The Brits are fast fading in Russia as PM Cameron arrives

By Andrei Skvarsky.

British banks HSBC and Barclays, along with oil major BP, are fading from Russia just as UK Prime Minister David Cameron arrives in Moscow on Monday to try to reverse a nadir in British-Russian relations.

HSBC, Europe’s largest bank, has shut its modest Russian retail network after committing $200m for building it out just a few years ago, and has recently sold it to Citigroup. Barclays is selling its retail and commercial banking business in Russia to Kazcommertzbank, Kazakhstan’s biggest lender.

BP, whose chief executive Bob Dudley will be among businessmen accompanying Cameron on his visit, was this month frozen out of a big-scale and potentially lucrative project as Russian state-owned oil company Rosneft struck a deal with ExxonMobil to explore the Arctic shelf. A day later BP suffered the indignity of having its Moscow office raided by court officers and special forces.

The raid was part of a legal action brought in by minority shareholders in TNK-BP, the UK oil giant’s Russian joint venture, who are seeking billions of dollars in compensation for profits that they claim the failed BP-Rosneft deal has deprived them of.

BP has “egregiously, repeatedly mismanaged its relations with its Russian partners, AAR, with whom it is now locked in another round of legal wrangling in Russian courts,” Eric Kraus, author of the Truth and Beauty (and Russian Finance), told EmergingMarkets.me.

Anglo-Russian relations had sunk to new lows following the 2006 murder by polonium poisoning of Alexander Litvinenko in London. Russia continues to refuse British requests to extradite the chief suspect in the murder, former KGB agent Andrei Lugovoi, who received parliamentary immunity inside Russia after being elected to an MP post following the attack

Hostilities stirred by the Litvinenko’s murder resulted in tit-for-tat expulsions of Russian and British diplomats and the harassment of former ambassador Tony Brenton by the Nashi youth group.

“In recent years, British foreign policy has been seen in Moscow as overtly hostile, as the UK foreign policy establishment essentially aligned itself with the US neocon faction,” said Kraus, who is independent asset manager.

“The Kremlin has taken badly the hectoring tone, as well as the propensity of the UK to grant asylum to individuals accused in Russia of terrorism or fraud – especially  those wealthy enough to hire PR firms and provide political donations.”

Relations took a nosedive again in November 2009 when Sergei Magnitsky, a lawyer for Hermitage Capital, died in a squalid Moscow prison after being jailed for almost a year without trial for a tax crime he insisted he did not commit.

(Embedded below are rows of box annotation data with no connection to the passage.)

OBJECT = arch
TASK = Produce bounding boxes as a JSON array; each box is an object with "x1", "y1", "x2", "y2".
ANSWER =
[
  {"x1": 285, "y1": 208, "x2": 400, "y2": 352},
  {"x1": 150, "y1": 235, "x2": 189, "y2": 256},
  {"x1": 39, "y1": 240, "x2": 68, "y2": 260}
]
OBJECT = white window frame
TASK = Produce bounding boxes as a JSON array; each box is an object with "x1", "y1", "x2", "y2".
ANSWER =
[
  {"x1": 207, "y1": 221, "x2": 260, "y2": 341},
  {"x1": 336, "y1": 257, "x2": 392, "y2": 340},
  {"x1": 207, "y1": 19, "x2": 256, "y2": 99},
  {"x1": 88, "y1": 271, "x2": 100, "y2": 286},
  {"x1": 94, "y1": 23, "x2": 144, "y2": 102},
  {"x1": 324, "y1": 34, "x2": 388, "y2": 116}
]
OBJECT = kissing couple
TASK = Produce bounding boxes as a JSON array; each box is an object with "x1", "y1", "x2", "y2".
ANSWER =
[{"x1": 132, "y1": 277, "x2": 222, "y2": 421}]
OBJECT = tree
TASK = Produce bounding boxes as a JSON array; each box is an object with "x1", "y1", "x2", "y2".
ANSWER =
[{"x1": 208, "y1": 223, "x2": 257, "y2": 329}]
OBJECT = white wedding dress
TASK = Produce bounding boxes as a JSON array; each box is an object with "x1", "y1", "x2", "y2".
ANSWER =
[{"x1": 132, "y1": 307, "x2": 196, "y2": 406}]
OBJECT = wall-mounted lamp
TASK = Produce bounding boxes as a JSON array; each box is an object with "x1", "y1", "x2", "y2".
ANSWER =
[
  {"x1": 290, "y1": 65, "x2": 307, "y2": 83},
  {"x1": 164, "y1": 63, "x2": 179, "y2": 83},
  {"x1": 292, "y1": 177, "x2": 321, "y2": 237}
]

William Browder, the founder of UK-based Hermitage Capital Management, said the British government had shied away from tackling Russia on human rights and wants Cameron to slap travel bans to the UK on the officials implicated.

While Britain has been entangled in cold war intrigues, Russian business relations with the US, Germany and Italy have warmed up as their companies have increasingly invested in Russia.

Analysts also question how committed British banks remain to building up onshore investment banking operations after the withdrawals from retail lending by Barclays, HSBC and Royal Bank of Scotland. Barclays, under Bob Foresman has failed to build a full brokerage in Moscow as promised two years ago while HSBC has suffered recent departures from its fixed income team.

Leonid Slipchenko, a banking analyst at Russia’s UralSib bank, said HSBC and Barclays pulling the plug on their Russian retailing “primarily reflects the weakness of those banks globally”.

“The market is rapidly changing and looking at other foreign players in Russia such banks as Unicredit, SocGen, Raiffiessen and Nordea do their business quite successfully at the moment with HSBC and Barclays obviously having made several strategic mistakes,” Slipchenko told EmergingMarkets.me.

Cameron’s exercise in damage limitation will be interesting to watch as will the reception afforded to him today by the good cop and bad cop team of President Dmitry Medvedev and prime minister Vladimir Putin .

“While it is clear what he want, what is not entirely clear is what he can now offer the Russian side,’’ suggested Kraus.